The first three episodes of Dino Talks will be co-hosted by Boaz Paldi and Nick Nuttall, one of the world’s leading experts in environmental communication.

A former Director of Communications and Spokesperson for the UN Environment Programme (UNEP), Nuttall, has led the communications team at the UN Framework Convention on Climate Change and was the UN spokesperson for the 2015 Paris Climate Agreement.
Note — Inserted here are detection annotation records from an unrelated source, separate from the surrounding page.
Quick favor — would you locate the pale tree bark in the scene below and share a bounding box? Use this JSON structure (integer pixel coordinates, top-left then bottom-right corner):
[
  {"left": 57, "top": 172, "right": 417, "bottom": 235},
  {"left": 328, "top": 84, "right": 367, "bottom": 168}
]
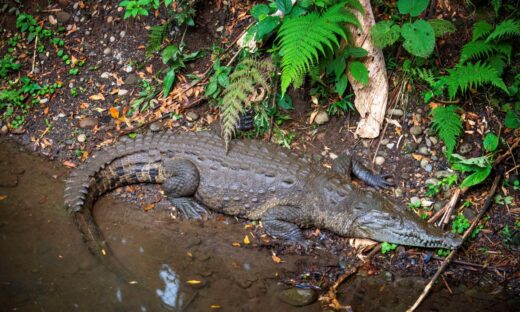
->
[{"left": 348, "top": 0, "right": 388, "bottom": 139}]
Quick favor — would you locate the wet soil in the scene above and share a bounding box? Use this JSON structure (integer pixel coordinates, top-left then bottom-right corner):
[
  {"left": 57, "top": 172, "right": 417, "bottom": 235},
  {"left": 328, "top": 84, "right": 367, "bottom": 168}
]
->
[{"left": 0, "top": 138, "right": 520, "bottom": 311}]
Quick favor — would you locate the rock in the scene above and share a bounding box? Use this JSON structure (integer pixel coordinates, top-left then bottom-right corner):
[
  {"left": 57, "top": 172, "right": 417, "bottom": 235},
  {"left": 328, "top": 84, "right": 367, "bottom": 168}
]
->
[
  {"left": 410, "top": 126, "right": 422, "bottom": 136},
  {"left": 278, "top": 288, "right": 318, "bottom": 307},
  {"left": 417, "top": 145, "right": 430, "bottom": 156},
  {"left": 56, "top": 11, "right": 72, "bottom": 24},
  {"left": 125, "top": 74, "right": 139, "bottom": 85},
  {"left": 459, "top": 143, "right": 473, "bottom": 155},
  {"left": 314, "top": 111, "right": 329, "bottom": 125},
  {"left": 186, "top": 112, "right": 200, "bottom": 122},
  {"left": 376, "top": 156, "right": 385, "bottom": 166},
  {"left": 78, "top": 117, "right": 99, "bottom": 129},
  {"left": 77, "top": 133, "right": 87, "bottom": 143},
  {"left": 386, "top": 108, "right": 404, "bottom": 117},
  {"left": 410, "top": 196, "right": 422, "bottom": 207},
  {"left": 150, "top": 121, "right": 163, "bottom": 132}
]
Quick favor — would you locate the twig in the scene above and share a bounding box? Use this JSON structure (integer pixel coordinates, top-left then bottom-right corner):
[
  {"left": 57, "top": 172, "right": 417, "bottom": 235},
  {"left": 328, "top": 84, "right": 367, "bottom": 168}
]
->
[
  {"left": 406, "top": 172, "right": 503, "bottom": 312},
  {"left": 31, "top": 36, "right": 38, "bottom": 74}
]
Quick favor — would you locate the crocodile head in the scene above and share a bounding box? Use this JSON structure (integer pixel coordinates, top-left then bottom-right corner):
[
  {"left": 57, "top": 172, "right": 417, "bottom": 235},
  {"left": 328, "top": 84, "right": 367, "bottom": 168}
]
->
[{"left": 350, "top": 191, "right": 462, "bottom": 249}]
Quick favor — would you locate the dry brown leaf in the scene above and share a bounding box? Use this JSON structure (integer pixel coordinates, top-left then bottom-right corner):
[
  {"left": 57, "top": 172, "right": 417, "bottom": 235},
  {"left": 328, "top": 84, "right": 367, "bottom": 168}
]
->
[{"left": 89, "top": 93, "right": 105, "bottom": 101}]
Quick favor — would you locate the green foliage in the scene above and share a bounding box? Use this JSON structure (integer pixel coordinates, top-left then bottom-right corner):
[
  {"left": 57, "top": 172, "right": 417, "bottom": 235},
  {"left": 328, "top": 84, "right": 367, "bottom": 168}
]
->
[
  {"left": 277, "top": 2, "right": 360, "bottom": 94},
  {"left": 381, "top": 242, "right": 397, "bottom": 255},
  {"left": 220, "top": 59, "right": 274, "bottom": 149},
  {"left": 451, "top": 214, "right": 470, "bottom": 234},
  {"left": 431, "top": 105, "right": 462, "bottom": 155}
]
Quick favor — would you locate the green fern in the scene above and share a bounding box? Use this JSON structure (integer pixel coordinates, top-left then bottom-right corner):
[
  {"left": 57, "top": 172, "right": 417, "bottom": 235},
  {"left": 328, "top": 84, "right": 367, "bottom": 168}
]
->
[
  {"left": 431, "top": 105, "right": 462, "bottom": 155},
  {"left": 277, "top": 0, "right": 361, "bottom": 95},
  {"left": 471, "top": 21, "right": 493, "bottom": 41},
  {"left": 146, "top": 23, "right": 170, "bottom": 53},
  {"left": 443, "top": 61, "right": 508, "bottom": 99},
  {"left": 220, "top": 58, "right": 274, "bottom": 150},
  {"left": 486, "top": 19, "right": 520, "bottom": 42},
  {"left": 459, "top": 40, "right": 497, "bottom": 64}
]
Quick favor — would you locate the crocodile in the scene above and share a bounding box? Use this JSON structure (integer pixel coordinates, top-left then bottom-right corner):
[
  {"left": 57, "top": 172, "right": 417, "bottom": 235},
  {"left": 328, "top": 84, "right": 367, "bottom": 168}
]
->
[{"left": 64, "top": 132, "right": 461, "bottom": 264}]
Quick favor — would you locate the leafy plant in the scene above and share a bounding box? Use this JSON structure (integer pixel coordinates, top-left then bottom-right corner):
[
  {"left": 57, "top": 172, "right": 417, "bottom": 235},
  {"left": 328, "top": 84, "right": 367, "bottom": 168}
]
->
[
  {"left": 370, "top": 0, "right": 455, "bottom": 58},
  {"left": 220, "top": 58, "right": 274, "bottom": 149},
  {"left": 431, "top": 105, "right": 462, "bottom": 155},
  {"left": 277, "top": 0, "right": 362, "bottom": 95}
]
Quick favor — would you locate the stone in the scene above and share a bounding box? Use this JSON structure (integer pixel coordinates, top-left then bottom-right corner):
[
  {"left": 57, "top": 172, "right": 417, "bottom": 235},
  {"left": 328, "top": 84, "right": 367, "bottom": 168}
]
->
[
  {"left": 376, "top": 156, "right": 385, "bottom": 166},
  {"left": 314, "top": 111, "right": 329, "bottom": 125},
  {"left": 56, "top": 11, "right": 72, "bottom": 24},
  {"left": 78, "top": 117, "right": 99, "bottom": 129},
  {"left": 410, "top": 126, "right": 422, "bottom": 136},
  {"left": 186, "top": 112, "right": 200, "bottom": 122},
  {"left": 386, "top": 108, "right": 404, "bottom": 117},
  {"left": 278, "top": 288, "right": 318, "bottom": 307},
  {"left": 77, "top": 133, "right": 87, "bottom": 143},
  {"left": 459, "top": 143, "right": 473, "bottom": 155}
]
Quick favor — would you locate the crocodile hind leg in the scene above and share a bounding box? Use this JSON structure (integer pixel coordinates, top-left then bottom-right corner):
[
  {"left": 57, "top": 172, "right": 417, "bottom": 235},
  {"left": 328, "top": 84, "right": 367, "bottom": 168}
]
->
[
  {"left": 262, "top": 206, "right": 307, "bottom": 246},
  {"left": 162, "top": 158, "right": 208, "bottom": 219},
  {"left": 332, "top": 154, "right": 394, "bottom": 189}
]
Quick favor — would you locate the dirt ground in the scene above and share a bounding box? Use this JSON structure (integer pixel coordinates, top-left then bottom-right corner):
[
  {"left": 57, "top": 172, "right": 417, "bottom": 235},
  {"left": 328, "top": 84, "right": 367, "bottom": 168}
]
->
[{"left": 0, "top": 0, "right": 520, "bottom": 308}]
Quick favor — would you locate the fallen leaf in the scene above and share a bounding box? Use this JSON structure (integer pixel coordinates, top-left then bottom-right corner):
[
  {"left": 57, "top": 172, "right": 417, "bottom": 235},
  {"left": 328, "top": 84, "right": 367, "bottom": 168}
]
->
[
  {"left": 110, "top": 107, "right": 119, "bottom": 119},
  {"left": 89, "top": 93, "right": 105, "bottom": 101},
  {"left": 186, "top": 280, "right": 201, "bottom": 285},
  {"left": 63, "top": 160, "right": 76, "bottom": 168}
]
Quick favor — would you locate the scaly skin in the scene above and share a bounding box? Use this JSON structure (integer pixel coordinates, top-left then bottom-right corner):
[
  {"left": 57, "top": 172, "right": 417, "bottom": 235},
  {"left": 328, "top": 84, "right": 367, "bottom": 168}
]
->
[{"left": 65, "top": 132, "right": 461, "bottom": 266}]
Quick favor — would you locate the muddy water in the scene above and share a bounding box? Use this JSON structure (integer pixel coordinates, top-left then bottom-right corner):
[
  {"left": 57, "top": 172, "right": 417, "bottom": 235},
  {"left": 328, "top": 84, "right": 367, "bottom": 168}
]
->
[{"left": 0, "top": 139, "right": 518, "bottom": 311}]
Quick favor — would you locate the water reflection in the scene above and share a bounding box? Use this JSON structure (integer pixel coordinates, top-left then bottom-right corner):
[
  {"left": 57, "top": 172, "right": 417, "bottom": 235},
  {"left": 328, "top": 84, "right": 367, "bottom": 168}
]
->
[{"left": 156, "top": 264, "right": 184, "bottom": 309}]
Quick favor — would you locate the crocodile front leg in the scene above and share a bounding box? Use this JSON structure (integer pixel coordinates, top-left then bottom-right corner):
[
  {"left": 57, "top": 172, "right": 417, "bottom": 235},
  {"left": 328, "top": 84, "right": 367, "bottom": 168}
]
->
[
  {"left": 162, "top": 158, "right": 208, "bottom": 219},
  {"left": 332, "top": 154, "right": 394, "bottom": 189},
  {"left": 262, "top": 206, "right": 307, "bottom": 246}
]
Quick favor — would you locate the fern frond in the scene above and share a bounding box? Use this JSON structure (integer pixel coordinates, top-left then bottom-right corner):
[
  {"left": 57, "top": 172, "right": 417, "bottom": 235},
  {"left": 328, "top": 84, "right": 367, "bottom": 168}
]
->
[
  {"left": 459, "top": 40, "right": 496, "bottom": 64},
  {"left": 431, "top": 105, "right": 462, "bottom": 155},
  {"left": 443, "top": 61, "right": 508, "bottom": 99},
  {"left": 146, "top": 23, "right": 170, "bottom": 53},
  {"left": 220, "top": 58, "right": 274, "bottom": 150},
  {"left": 486, "top": 19, "right": 520, "bottom": 42},
  {"left": 471, "top": 21, "right": 493, "bottom": 41},
  {"left": 277, "top": 0, "right": 361, "bottom": 94},
  {"left": 428, "top": 19, "right": 456, "bottom": 38}
]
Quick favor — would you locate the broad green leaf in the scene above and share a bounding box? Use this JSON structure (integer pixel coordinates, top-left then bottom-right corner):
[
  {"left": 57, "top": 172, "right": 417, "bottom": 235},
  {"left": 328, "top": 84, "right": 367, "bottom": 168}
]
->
[
  {"left": 401, "top": 20, "right": 435, "bottom": 57},
  {"left": 251, "top": 4, "right": 269, "bottom": 21},
  {"left": 348, "top": 62, "right": 368, "bottom": 84},
  {"left": 370, "top": 21, "right": 401, "bottom": 49},
  {"left": 163, "top": 69, "right": 175, "bottom": 97},
  {"left": 276, "top": 0, "right": 292, "bottom": 15},
  {"left": 397, "top": 0, "right": 430, "bottom": 17},
  {"left": 460, "top": 166, "right": 491, "bottom": 188},
  {"left": 482, "top": 132, "right": 498, "bottom": 152}
]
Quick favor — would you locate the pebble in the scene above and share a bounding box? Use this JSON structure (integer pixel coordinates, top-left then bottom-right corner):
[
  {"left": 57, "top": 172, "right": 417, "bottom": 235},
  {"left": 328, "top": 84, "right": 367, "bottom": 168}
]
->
[
  {"left": 78, "top": 117, "right": 98, "bottom": 129},
  {"left": 77, "top": 133, "right": 87, "bottom": 143},
  {"left": 186, "top": 112, "right": 200, "bottom": 122},
  {"left": 410, "top": 126, "right": 422, "bottom": 136},
  {"left": 278, "top": 288, "right": 318, "bottom": 307},
  {"left": 386, "top": 108, "right": 404, "bottom": 117},
  {"left": 459, "top": 143, "right": 473, "bottom": 155},
  {"left": 56, "top": 11, "right": 72, "bottom": 24},
  {"left": 314, "top": 111, "right": 329, "bottom": 125}
]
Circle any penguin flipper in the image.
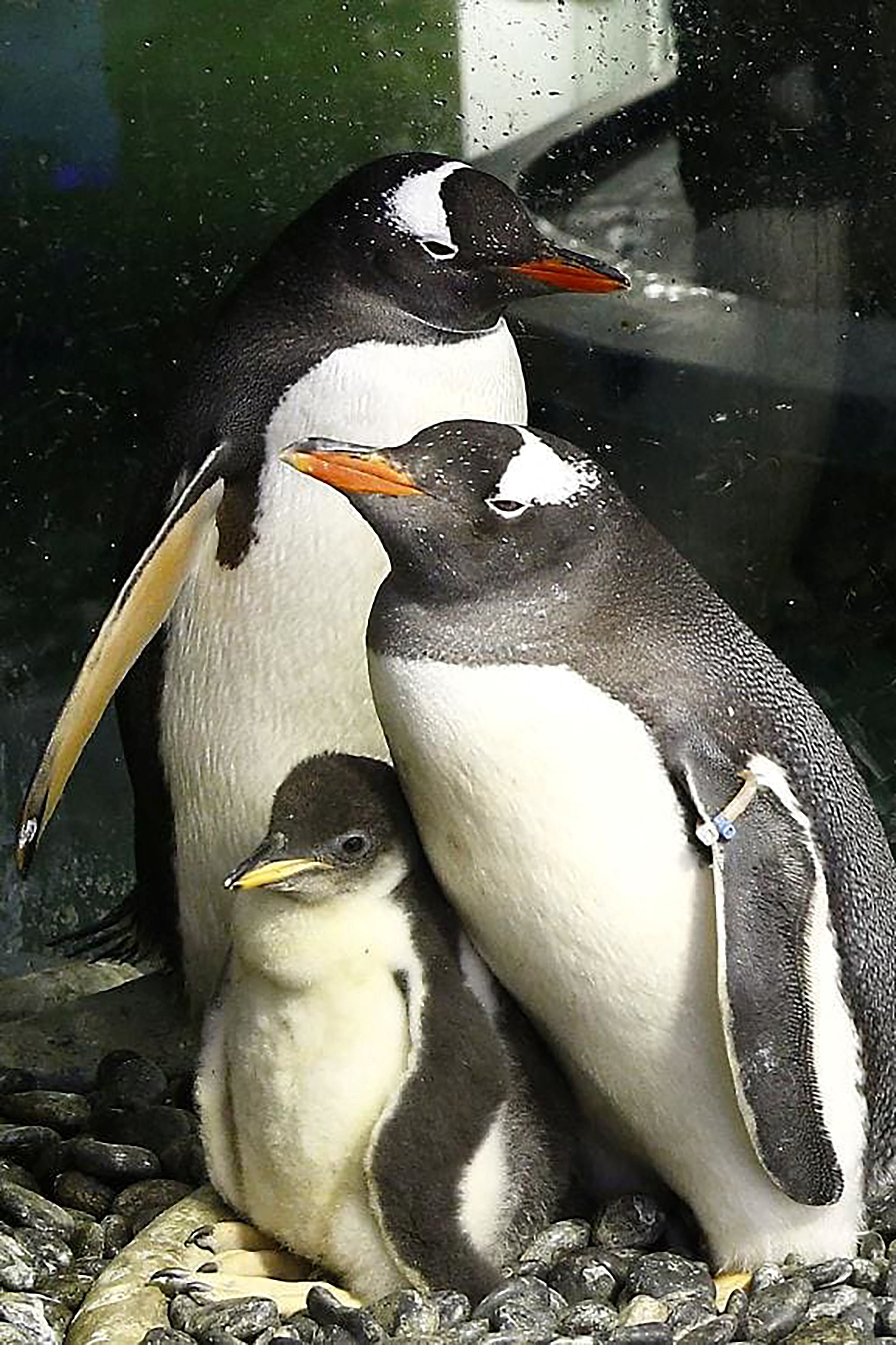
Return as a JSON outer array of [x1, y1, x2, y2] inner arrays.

He is now Director of Global Communications at We Don’t Have Time.
On Why The World Still Subsidise Fossil Fuels, Head of Strategic Engagement and Chief Economist at UNDP, George Gray Molina from Bolivia, has helped to coordinate several landmark reports on fossil fuel subsidies on March 14 for episode 1.

Scientist with the Stockholm Environment Institute, Ploy Achakulwisuta from the United States (U.S.) served as a SustainUS youth delegate to the 2014 UN climate negotiations and was included in Grist magazine’s top 50 fixers in 2019.
Senior energy analyst at the International Renewable Energy Agency, Michael Taylor (New Zealand), will anchor discussions on Deeper Dive Into Damage Caused By Fossil Fuel Subsidies with Head of the Climate Finance Unit at the UN Environment Programme and lead author on the State of Finance for Nature, Ivo Mulder (Netherlands) for episode 2 on April 2, 2022.
On Why Are Governments Struggling To Change, Senior Policy Advisor and Lead, Indonesia at the International Institute for Sustainable Development, Lourdes Sanchez (Spain) and Head of the Division for Environmental Performance and Information at the Organisation for Economic Cooperation and Development (OECD), Nathalie Girouard (Canada), will lead discussions on episode 3 on May 2, 2022.